Identification and experimental validation of biomarkers associated with amino acid metabolism and ferroptosis in bladder cancer

Amino acid metabolism-related genes (AAMRGs) and ferroptosis-related genes (FRGs) play pivotal roles in tumor progression, but their specific functions in bladder cancer (BLCA) remain unclear. This study aimed to identify and validate BLCA biomarkers linked to both gene sets, offering potential therapeutic targets. Using The Cancer Genome Atlas-BLCA (TCGA-BLCA) and GSE32894 datasets, candidate genes were identified through the intersection of differentially expressed genes (DEGs). Biomarkers were selected, and a prognostic risk model was developed through regression analysis and machine learning, accompanied by the creation of a nomogram.
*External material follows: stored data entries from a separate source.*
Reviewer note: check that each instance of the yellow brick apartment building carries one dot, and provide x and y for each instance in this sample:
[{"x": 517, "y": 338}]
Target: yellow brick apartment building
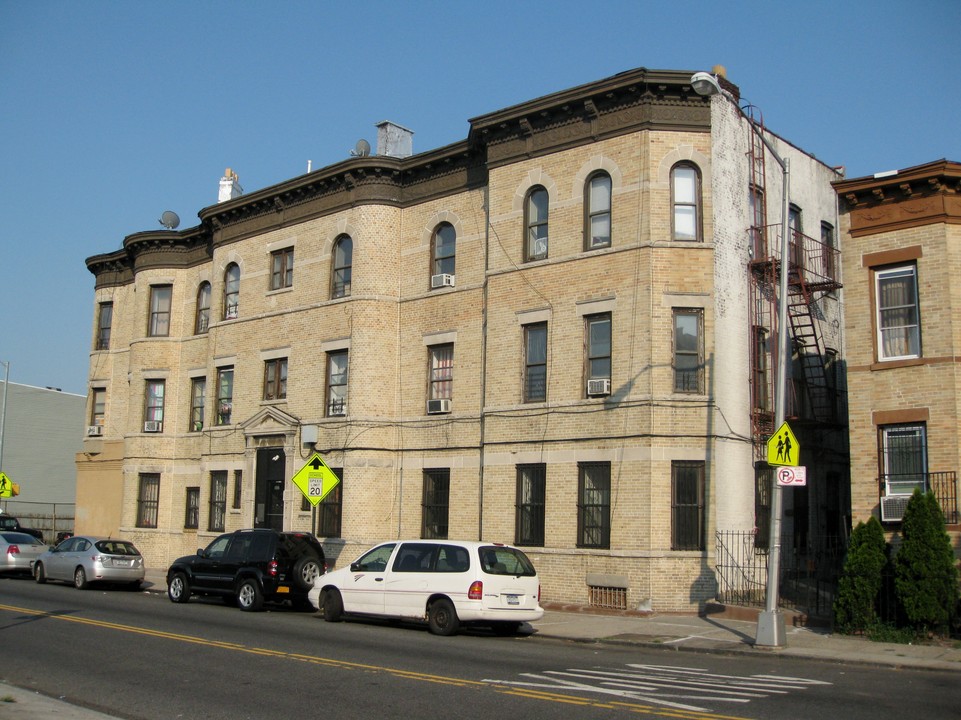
[{"x": 546, "y": 334}]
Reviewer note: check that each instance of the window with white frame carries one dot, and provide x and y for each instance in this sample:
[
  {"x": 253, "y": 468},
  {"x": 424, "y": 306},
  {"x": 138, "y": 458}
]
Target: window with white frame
[
  {"x": 594, "y": 505},
  {"x": 202, "y": 320},
  {"x": 337, "y": 368},
  {"x": 281, "y": 268},
  {"x": 535, "y": 223},
  {"x": 444, "y": 243},
  {"x": 598, "y": 346},
  {"x": 688, "y": 351},
  {"x": 275, "y": 379},
  {"x": 225, "y": 395},
  {"x": 898, "y": 314},
  {"x": 597, "y": 211},
  {"x": 159, "y": 325},
  {"x": 104, "y": 323},
  {"x": 904, "y": 457},
  {"x": 342, "y": 267},
  {"x": 441, "y": 380},
  {"x": 154, "y": 402},
  {"x": 231, "y": 291},
  {"x": 198, "y": 391},
  {"x": 686, "y": 202},
  {"x": 535, "y": 362}
]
An integrated analysis of functional networks and other relevant factors was conducted. Five biomarkers (UGT2B4, HIST1H1C, etc.) were found to be significantly overexpressed in BLCA. The prognostic model effectively stratified patients, with a high-risk score associated with reduced survival; the risk score emerged as an independent prognostic factor. Notable differences were observed in the "apical junctions" pathway and 20 immune cell types, with UGT2B4 showing a positive correlation with hepatocytes. TTN mutation rates were 35% for high-risk patients and 50% for low-risk patients. Relevant transcription factors were predicted, and regulatory networks were constructed. Five biomarkers (UGT2B4, HIST1H1C, CGB, DSC1, SLC13A5) were clinically validated as potential BLCA biomarkers, supporting the development of targeted therapies.